Zinke said to the National Tribal Energy Summit in May 2017: "If tribes would have a choice of leaving Indian trust lands and becoming a corporation, tribes would take it." By advocating for tribes to sell off of tribal lands, these comments are extremely similar to the sentiment that the US government took during the period known as Termination.
Primarily under the Eisenhower Administration, the US government took steps to dismantle sovereign tribal governments across the country by ending the relationship between the federal government and tribes through the revocation of their reservations--primarily with the goal of assimilating Native people and reducing their financial support of tribal governments. Through this shrinking or termination of reservations, industries like mining were able to expand into those areas and utilize the natural resources--all without the consultation of tribal governments.

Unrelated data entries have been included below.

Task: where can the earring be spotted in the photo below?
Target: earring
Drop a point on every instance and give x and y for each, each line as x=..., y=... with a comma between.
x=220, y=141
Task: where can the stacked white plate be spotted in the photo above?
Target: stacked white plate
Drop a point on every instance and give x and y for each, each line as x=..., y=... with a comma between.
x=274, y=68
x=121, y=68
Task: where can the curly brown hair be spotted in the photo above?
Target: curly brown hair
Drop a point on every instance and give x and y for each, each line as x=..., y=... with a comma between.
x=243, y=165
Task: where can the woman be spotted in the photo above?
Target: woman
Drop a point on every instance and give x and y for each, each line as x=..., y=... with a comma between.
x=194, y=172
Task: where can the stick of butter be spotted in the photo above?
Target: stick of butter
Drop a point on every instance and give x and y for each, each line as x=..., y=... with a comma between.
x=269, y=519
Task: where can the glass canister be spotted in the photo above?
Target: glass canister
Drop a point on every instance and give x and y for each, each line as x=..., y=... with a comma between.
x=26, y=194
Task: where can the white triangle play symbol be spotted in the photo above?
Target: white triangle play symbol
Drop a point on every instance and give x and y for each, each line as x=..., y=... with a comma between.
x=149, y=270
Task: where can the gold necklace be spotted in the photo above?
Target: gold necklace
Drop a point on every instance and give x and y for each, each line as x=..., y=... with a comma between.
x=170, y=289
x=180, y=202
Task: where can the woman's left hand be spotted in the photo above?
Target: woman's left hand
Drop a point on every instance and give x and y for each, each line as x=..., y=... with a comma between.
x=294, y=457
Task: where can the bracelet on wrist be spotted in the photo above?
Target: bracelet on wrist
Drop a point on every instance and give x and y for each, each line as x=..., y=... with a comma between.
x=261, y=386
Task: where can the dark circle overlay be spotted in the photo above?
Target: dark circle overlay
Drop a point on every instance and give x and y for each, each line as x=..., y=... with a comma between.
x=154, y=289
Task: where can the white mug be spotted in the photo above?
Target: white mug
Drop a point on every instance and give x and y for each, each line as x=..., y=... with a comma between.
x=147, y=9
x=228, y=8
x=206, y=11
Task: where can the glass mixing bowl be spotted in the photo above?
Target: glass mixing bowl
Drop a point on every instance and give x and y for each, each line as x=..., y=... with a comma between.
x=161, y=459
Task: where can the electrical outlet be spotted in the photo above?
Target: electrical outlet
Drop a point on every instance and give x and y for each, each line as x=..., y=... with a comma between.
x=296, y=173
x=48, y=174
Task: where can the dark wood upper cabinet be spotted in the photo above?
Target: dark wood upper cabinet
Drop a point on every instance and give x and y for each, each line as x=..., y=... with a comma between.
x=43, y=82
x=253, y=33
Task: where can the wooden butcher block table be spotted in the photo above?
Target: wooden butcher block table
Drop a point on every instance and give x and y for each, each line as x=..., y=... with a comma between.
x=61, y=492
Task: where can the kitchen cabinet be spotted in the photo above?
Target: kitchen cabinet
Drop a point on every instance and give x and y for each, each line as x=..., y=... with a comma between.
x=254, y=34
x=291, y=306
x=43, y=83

The policy was so catastrophic for Native communities that it was ultimately abandoned in 1970. Though many tribes were able to fight off attacks on their sovereignty, the many that did lose their reservation status were forced to reapply or otherwise accept their tribe's loss of self-governance.
Zinke's proposal to allow the privatization of reservation lands would prove equally as catastrophic for Native communities. It represents a further attempt to sell off lands to companies that wish to exploit their resources and devastate their cultural significance, much like with the revocation of Bears Ears and Gold Butte National Monuments in Utah and Nevada, respectively.
Unfortunately, these attempts to force a corporate agenda on Native peoples is not new: the US government has been doing so since the beginning of its relationship with tribes after the American Revolution. For instance, tribes in the South were chased out in the early 19th century on the Trail of Tears in order to make room for commercial farming and expansionist settlers. Tribes in the Midwest saw their tribal rights destroyed by the expansion of homesteaders and commercial interests like railroads expanding eastward. Such breaches of treaties and tribal rights are an egregious theme that continues to this very day, though many people may believe that it ended decades ago.
As Democratic National Committee Chairman Tom Perez wrote in the Los Angeles Times: "By steering the government toward Termination-era policies. Trump threatens the health and prosperity of Native Americans and drags us all backwards. This approach has devastated Indian Country before. We cannot allow it to happen again."